The common thread is reactive reform. States wait for problems, then update their rules. Tennessee has the opportunity to get ahead of the curve . The demand surge is happening now, the regulatory framework hasn’t caught up, and the window for proactive reform is open.
Whether the Tennessee legislature acts is a political question as much as a policy one. Security industry lobbyists have mixed feelings about additional regulation. More rules mean more compliance costs. They also mean higher barriers to entry, which protects established companies from fly-by-night competitors. The companies with the strongest training programs and the best operational practices generally support reasonable regulation because it validates what they’re already doing and penalizes those cutting corners.
TDCI has the authority to update administrative rules without legislative action in some areas. Whether they exercise that authority in 2023 depends on political will and staff capacity, both of which are limited.
The Road From Here
Memphis will spend years processing what happened. The DOJ investigation, the criminal trials, the civil lawsuits, the policy reforms . None of these will resolve quickly. And throughout all of it, private security will play a larger role in daily safety than it did before January 7th.
That’s not inherently good or bad. It’s a fact that requires honest engagement from the industry, from regulators, and from communities that are writing checks to security companies because they feel they have no other choice.
The industry’s job now is to prove it deserves the trust being placed in it. Not through marketing or press releases. Through training, through accountability, through transparent operations, and through honest conversations about what private security can and cannot do.
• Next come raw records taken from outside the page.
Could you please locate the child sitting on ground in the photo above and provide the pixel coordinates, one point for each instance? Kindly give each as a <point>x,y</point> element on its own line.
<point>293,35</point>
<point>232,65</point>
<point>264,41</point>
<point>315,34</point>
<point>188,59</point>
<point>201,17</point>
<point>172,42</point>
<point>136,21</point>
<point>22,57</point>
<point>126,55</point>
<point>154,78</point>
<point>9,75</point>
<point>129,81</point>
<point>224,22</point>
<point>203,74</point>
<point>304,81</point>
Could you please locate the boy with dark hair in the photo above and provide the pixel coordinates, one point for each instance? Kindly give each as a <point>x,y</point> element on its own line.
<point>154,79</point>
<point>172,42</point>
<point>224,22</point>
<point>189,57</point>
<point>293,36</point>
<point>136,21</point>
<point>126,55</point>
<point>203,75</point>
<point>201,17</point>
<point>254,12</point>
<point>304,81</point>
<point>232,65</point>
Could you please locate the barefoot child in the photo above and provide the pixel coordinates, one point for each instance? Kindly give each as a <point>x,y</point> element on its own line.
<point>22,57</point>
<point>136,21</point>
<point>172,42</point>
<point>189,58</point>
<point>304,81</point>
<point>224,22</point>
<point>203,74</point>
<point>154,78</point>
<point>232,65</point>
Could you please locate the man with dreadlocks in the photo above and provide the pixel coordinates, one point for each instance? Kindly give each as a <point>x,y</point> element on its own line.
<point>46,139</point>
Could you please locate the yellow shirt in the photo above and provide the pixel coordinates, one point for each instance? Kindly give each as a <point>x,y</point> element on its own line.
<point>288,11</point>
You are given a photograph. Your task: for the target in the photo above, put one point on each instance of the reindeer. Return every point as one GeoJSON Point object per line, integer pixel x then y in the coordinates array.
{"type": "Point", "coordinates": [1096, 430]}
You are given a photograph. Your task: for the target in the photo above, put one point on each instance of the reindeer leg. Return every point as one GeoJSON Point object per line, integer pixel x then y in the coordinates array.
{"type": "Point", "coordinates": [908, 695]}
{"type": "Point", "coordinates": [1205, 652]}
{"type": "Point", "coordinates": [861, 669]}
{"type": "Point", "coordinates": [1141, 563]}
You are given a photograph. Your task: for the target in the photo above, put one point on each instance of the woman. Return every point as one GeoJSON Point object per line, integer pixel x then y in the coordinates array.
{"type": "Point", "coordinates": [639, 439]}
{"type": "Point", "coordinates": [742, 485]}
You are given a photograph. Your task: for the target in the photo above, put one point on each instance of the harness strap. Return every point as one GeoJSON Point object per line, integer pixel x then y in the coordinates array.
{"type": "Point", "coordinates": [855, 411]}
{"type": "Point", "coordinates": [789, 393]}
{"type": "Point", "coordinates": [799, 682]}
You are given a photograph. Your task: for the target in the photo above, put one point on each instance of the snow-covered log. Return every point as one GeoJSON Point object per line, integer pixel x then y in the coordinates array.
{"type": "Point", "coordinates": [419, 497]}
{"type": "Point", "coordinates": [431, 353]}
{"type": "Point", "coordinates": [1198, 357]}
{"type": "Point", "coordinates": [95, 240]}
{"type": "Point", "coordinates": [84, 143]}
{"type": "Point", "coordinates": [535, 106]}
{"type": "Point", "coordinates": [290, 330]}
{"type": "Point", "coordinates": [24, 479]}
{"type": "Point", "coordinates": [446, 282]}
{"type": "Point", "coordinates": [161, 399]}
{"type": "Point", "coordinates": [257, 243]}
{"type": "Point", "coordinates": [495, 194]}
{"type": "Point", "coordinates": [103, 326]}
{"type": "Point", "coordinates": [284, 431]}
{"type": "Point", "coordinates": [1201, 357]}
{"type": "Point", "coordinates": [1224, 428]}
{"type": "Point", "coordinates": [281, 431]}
The communities’ job is to demand that proof. Don’t hire the cheapest bid. Ask about training standards, insurance coverage, complaint processes, and use-of-force policies. The questions you’d ask of a police department, you should ask of the company patrolling your street.
And Tennessee’s regulators need to decide whether the current framework is adequate for an industry that’s about to get much bigger and much more visible. The answer, based on everything I’ve seen over the past three months, is no.